It had looked, for a while, as though Maguire might just survive the storm. Heading into the final round of fixtures he had drawn both of his opening matches — first against Stan Moody, then against Dylan Emery — and with the group finely balanced, progression was still very much on the cards. But a 3-1 defeat to Gary Wilson extinguished any hope the Scot had of carrying his title into the latter stages, and when Emery followed up with a ruthless 3-0 demolition of Moody, the Welshman's place in Stage Three was confirmed. The former world number two boards an early flight home.
A Landmark Moment for Dylan Emery
For Maguire, it is a frustrating start to the new campaign. For Dylan Emery, it is anything but. The 25-year-old from Wales has shown flashes of genuine quality since turning professional, and Saturday's performance — composed, efficient, and delivered under real pressure — suggested a player growing into his potential at pace. This marks the first time Emery has reached the last-eight stage of a ranking event on the main tour, and if the manner of his group finish is anything to go by, he will not be content simply to make up the numbers when play resumes on Monday.
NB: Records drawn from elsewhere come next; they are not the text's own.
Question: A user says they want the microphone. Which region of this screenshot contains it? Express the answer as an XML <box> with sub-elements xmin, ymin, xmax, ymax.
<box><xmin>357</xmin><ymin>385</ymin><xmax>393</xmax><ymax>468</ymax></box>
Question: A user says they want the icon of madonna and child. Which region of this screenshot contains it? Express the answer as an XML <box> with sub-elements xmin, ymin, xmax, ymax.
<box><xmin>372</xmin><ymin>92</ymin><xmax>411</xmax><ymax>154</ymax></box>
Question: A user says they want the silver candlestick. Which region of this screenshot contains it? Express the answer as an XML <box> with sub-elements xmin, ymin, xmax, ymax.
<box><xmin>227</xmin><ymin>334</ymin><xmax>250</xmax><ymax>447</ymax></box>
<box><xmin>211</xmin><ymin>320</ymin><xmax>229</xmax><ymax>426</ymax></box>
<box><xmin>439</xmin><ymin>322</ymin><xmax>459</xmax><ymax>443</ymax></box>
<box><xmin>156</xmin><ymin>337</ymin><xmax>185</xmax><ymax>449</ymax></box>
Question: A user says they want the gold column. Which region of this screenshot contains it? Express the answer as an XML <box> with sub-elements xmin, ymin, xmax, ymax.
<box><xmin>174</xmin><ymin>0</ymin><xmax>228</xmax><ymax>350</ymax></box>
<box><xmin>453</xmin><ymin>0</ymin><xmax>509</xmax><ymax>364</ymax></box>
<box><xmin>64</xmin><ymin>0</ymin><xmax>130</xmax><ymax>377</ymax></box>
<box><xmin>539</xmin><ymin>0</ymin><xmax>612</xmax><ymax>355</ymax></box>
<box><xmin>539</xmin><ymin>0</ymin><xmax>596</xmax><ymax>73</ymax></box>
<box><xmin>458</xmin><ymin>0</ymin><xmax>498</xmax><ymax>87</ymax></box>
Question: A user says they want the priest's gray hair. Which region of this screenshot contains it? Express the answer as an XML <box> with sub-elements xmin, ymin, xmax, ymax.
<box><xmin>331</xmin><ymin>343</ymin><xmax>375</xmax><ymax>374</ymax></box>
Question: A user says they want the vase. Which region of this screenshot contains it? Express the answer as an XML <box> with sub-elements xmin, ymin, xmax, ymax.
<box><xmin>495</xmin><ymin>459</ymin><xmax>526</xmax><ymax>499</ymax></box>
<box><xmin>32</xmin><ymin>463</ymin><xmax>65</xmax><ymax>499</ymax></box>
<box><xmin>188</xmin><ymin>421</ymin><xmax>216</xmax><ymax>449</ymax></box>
Emery is part of a new generation of British talent that snooker fans are beginning to take seriously, and his progression here feels like more than a footnote. Qualifying from a tight group — one where any of four players could plausibly have advanced — requires both nerve and the ability to time your best snooker for the moments that matter most. He delivered both.
Saengkham Stays Unbeaten in Group D
Elsewhere on Saturday, Noppon Saengkham navigated Group D with an unbeaten record, finishing top with two wins and a draw. The Thai — who at 33 remains one of the most decorated players on tour never to have won a ranking title — beat Scott Donaldson in his first match, drew with Ukrainian Iulian Boiki, and then held his nerve to defeat Zhou Yuelong 3-1 when both men needed the result. It was exactly the kind of clutch performance that has sometimes eluded Saengkham at critical junctures in his career.
The question of whether Saengkham will ever convert his evident quality into a ranking triumph has become one of snooker's more intriguing running narratives. He has the game for it — fluid potting, solid safety, and a cue action that any coach would use as a teaching aid. The Championship League, with its concentrated burst of matches and its relatively accessible prize structure, may just offer him the right environment. He now joins Hossein Vafaei and Lei Peifan — who came through Groups A and B on Friday — in Stage Three.
What Comes Next
Sunday brings a rest day, before Groups E and F get under way on Monday. Chris Wakelin, the only remaining player seeded inside the world's top 16, headlines Group E in what promises to be a fascinating contest alongside He Guoqiang and former champions Ali Carter and David Gilbert. Group F, meanwhile, features the rapidly emerging Chang Bingyu, who will face Marco Fu, Jak Jones, and Mark Joyce — a group with enough experience and unpredictability to produce fireworks in either direction.
The Championship League Snooker serves as the curtain-raiser for the 2026/27 ranking season, and the overall winner on 15th July will pocket £33,000 in prize money and ranking points, as well as a coveted invitation to the Champion of Champions later in the year. For those unable to make the trip to Leicester, live coverage is available via the Matchroom Multi Sport and Matchroom Pool YouTube channels for viewers in the UK and Ireland.
As for Maguire, there will be other chances. A player who has claimed seven ranking titles does not need to be written off after a single group-stage exit. But the nature of this sport is that the calendar moves relentlessly forward — and for now, the defence of his Championship League crown is already over.